The FBI on Tuesday gave Congress notes about its three-hour interview with former Secretary of State Hillary Clinton and the investigation into her private email setup, following a demand from GOP lawmakers.
The notes are classified as secret and are not expected to be made public. However, the FBI’s summary of the Clinton interview will likely become a hot commodity on Capitol Hill, where Republican lawmakers are alleging that the Democratic presidential nominee lied under oath.
“Ultimately, the FBI did not recommend prosecution based on an assessment of the facts and review of how these statutes have been charged in the past,” Jason Herring, the FBI’s acting assistant director for congressional affairs,told the House Oversight and Government Reform Committee, which requested the materials.
A spokesperson with the Oversight Committee confirmed that the panel had received “a number of documents” related to the Clinton email investigation and said that staffers were reviewing them.

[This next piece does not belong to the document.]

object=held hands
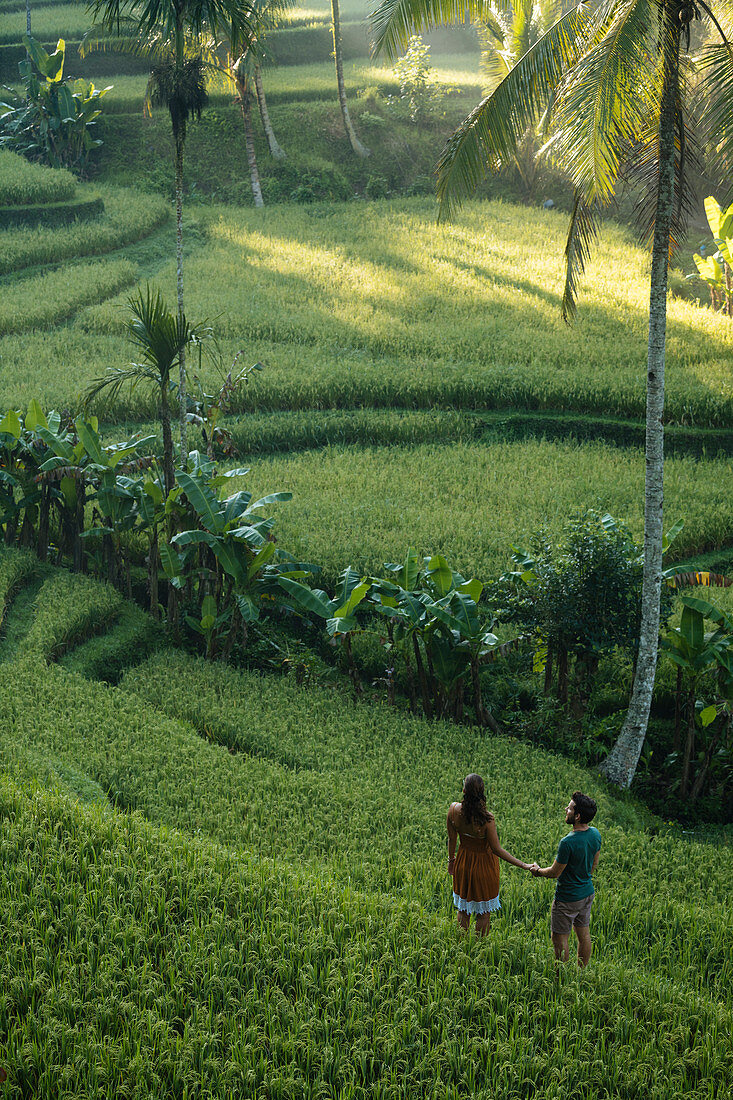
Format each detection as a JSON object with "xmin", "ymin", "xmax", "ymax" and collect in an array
[{"xmin": 528, "ymin": 862, "xmax": 541, "ymax": 876}]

The spokesperson declined to offer additional details.
The documents were expected to include a federal form summarizing the more than three-hour interview with Clinton at the bureau’s headquarters in early July, known as an FD-302. The interview with Clinton was not recorded and she did not swear an oath before answering the bureau’s questions, in keeping with the FBI’s policy, so the FD-302 form is likely the best accounting of the interview.
“It’s a very long 302,” FBI Director James Comey told the Oversight Committee in July.
During his appearance on Capitol Hill, Comey testified that Clinton did not lie during her interview. Even though the Democratic presidential nominee did not swear an oath, it would still be a crime to lie to the bureau during an interview.
In addition to its file about the Clinton interview, the FBI is believed to have transmitted details to the committee about the multiple other interviews carried out as part of the federal investigation. Those interviews reportedly included high-ranking Clinton aides such as Cheryl Mills and Huma Abedin.
An FBI spokeswoman declined to comment.
Dozens of Republicans lawmakers had demanded that the FBI hand over the report about Clinton’s interview, raising questions about the bureau’s investigation.
GOP lawmakers said they were shocked by the FBI’s decision not to recommend criminal charges against Clinton last month and have accused Comey, a Republican, of instituting a two-tiered system of justice.
Comey and Attorney General Loretta Lynch defended the decision on Capitol Hill last month, and Herring, in his letter on Tuesday, reiterated much of their arguments.
Clinton and her team were “extremely careless,” the FBI official maintained, but their behavior did not meet the legal hurdles for an indictment.
Democrats had opposed the call to give the FBI materials to Capitol Hill, claiming that Republicans were merely trying to prolong a politically damaging saga for Clinton.
The move could set a precedent, warned Rep, Adam Schiff (D-Calif.), and discourage people from participating in future interviews with the FBI. Handing over the notes also serves little purpose, Schiff maintained, since the case is closed and Congress has no power to reopen it.
“And make no mistake, if these statements are released to Congress, they will be released,” said Schiff, the top Democrat on the House Intelligence Committee, in a statement on Monday. “The history of the partisan Benghazi investigation made it clear that any information that can be leaked by the majority to the prejudice of Secretary Clinton, will be leaked.”
Top Oversight Committee Democrat Elijah Cummings (Md.) said Republicans were motivated by an urge to keep the spotlight on Clinton’s emails and “distract from Donald Trump’s sagging poll numbers.”
While Comey has said that Clinton did not lie to the FBI, GOP lawmakers said they have found multiple instances in which she appeared to make misstatements during a sworn-oath testimony before the House Select Committee on Benghazi last December.
Lawmakers have asked the FBI to open a probe into possible perjury charges and outlined for prosecutors how she may have broken with the truth.